Пьер смотрел теперь бессмысленными глазами на этих стрелков, которые попарно выбегали из круга. Все, кроме одного, присоединились к ротам. Молодой солдат с мертво бледным лицом, в кивере, свалившемся назад, спустив ружье, все еще стоял против ямы на том месте, с которого он стрелял. Он, как пьяный, шатался, делая то вперед, то назад несколько шагов, чтобы поддержать свое падающее тело. Старый солдат, унтер офицер, выбежал из рядов и, схватив за плечо молодого солдата, втащил его в роту. Толпа русских и французов стала расходиться. Все шли молча, с опущенными головами.

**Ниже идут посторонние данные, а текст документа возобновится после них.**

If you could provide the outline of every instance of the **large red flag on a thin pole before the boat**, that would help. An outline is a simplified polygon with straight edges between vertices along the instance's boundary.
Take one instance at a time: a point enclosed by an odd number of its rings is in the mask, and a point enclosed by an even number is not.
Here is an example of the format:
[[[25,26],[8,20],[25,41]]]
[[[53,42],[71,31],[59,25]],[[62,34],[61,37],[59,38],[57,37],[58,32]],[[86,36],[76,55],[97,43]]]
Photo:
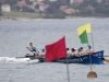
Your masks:
[[[52,60],[60,59],[63,57],[66,57],[64,37],[55,44],[46,46],[46,60],[47,61],[52,61]]]

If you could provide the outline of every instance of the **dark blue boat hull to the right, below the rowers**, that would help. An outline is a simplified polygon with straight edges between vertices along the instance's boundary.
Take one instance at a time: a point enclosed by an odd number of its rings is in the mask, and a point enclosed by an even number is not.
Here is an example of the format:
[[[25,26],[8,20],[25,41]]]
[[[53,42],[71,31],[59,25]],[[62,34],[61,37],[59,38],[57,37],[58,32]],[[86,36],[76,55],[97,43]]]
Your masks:
[[[89,55],[84,55],[84,56],[73,56],[73,57],[68,57],[68,58],[62,58],[56,60],[57,62],[62,62],[62,63],[96,63],[96,65],[102,65],[104,63],[104,50],[97,51],[94,54]],[[92,59],[92,61],[90,61]]]

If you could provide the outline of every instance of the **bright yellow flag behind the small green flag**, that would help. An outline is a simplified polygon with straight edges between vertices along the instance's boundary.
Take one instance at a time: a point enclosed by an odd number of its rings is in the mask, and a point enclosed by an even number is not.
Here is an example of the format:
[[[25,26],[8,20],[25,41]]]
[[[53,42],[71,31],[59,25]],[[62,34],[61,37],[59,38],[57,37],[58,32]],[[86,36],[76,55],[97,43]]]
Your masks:
[[[77,33],[78,35],[81,35],[84,31],[86,31],[86,33],[92,33],[92,27],[90,27],[90,23],[87,23],[85,25],[82,25],[77,28]]]

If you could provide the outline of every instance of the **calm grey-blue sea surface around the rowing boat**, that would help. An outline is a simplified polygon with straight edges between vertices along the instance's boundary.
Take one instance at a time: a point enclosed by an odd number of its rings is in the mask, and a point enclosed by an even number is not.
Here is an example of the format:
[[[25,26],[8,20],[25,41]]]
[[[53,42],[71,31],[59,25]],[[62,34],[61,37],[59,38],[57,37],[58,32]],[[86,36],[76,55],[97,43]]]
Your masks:
[[[76,30],[90,23],[94,50],[105,50],[109,56],[109,19],[0,21],[0,57],[23,57],[29,52],[29,43],[41,49],[65,36],[66,47],[87,49],[81,44]],[[88,42],[93,45],[92,35]],[[109,82],[109,63],[93,65],[97,79],[87,79],[89,65],[69,65],[71,82]],[[68,82],[66,65],[44,63],[0,63],[0,82]]]

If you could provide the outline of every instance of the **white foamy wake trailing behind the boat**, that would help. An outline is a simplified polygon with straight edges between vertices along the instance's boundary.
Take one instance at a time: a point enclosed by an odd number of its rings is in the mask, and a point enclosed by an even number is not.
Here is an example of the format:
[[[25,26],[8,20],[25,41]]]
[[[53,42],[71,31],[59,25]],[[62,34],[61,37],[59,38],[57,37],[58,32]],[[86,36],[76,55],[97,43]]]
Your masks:
[[[0,57],[0,63],[36,63],[38,59],[15,58],[15,57]]]

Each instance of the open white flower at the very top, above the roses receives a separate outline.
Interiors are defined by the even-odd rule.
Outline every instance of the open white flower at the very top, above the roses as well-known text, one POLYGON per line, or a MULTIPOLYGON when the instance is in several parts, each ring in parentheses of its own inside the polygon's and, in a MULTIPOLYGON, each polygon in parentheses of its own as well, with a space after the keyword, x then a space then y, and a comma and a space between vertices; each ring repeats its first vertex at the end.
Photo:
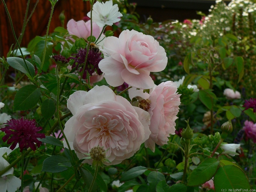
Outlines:
MULTIPOLYGON (((87 13, 87 16, 91 18, 91 12, 87 13)), ((113 23, 120 21, 118 17, 122 16, 122 13, 118 11, 117 4, 113 5, 112 0, 106 3, 97 1, 92 8, 92 21, 97 23, 99 27, 112 26, 113 23)))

– Ca leur apprendra a incendier, [Это их научит поджигать.] – сказал кто то из французов. Пьер оглянулся на говорившего и увидал, что это был солдат, который хотел утешиться чем нибудь в том, что было сделано, но не мог. Не договорив начатого, он махнул рукою и пошел прочь.


После казни Пьера отделили от других подсудимых и оставили одного в небольшой, разоренной и загаженной церкви.
Перед вечером караульный унтер офицер с двумя солдатами вошел в церковь и объявил Пьеру, что он прощен и поступает теперь в бараки военнопленных. Не понимая того, что ему говорили, Пьер встал и пошел с солдатами. Его привели к построенным вверху поля из обгорелых досок, бревен и тесу балаганам и ввели в один из них. В темноте человек двадцать различных людей окружили Пьера. Пьер смотрел на них, не понимая, кто такие эти люди, зачем они и чего хотят от него. Он слышал слова, которые ему говорили, но не делал из них никакого вывода и приложения: не понимал их значения. Он сам отвечал на то, что у него спрашивали, но не соображал того, кто слушает его и как поймут его ответы. Он смотрел на лица и фигуры, и все они казались ему одинаково бессмысленны.
С той минуты, как Пьер увидал это страшное убийство, совершенное людьми, не хотевшими этого делать, в душе его как будто вдруг выдернута была та пружина, на которой все держалось и представлялось живым, и все завалилось в кучу бессмысленного сора. В нем, хотя он и не отдавал себе отчета, уничтожилась вера и в благоустройство мира, и в человеческую, и в свою душу, и в бога. Это состояние было испытываемо Пьером прежде, но никогда с такою силой, как теперь. Прежде, когда на Пьера находили такого рода сомнения, – сомнения эти имели источником собственную вину. И в самой глубине души Пьер тогда чувствовал, что от того отчаяния и тех сомнений было спасение в самом себе. Но теперь он чувствовал, что не его вина была причиной того, что мир завалился в его глазах и остались одни бессмысленные развалины. Он чувствовал, что возвратиться к вере в жизнь – не в его власти.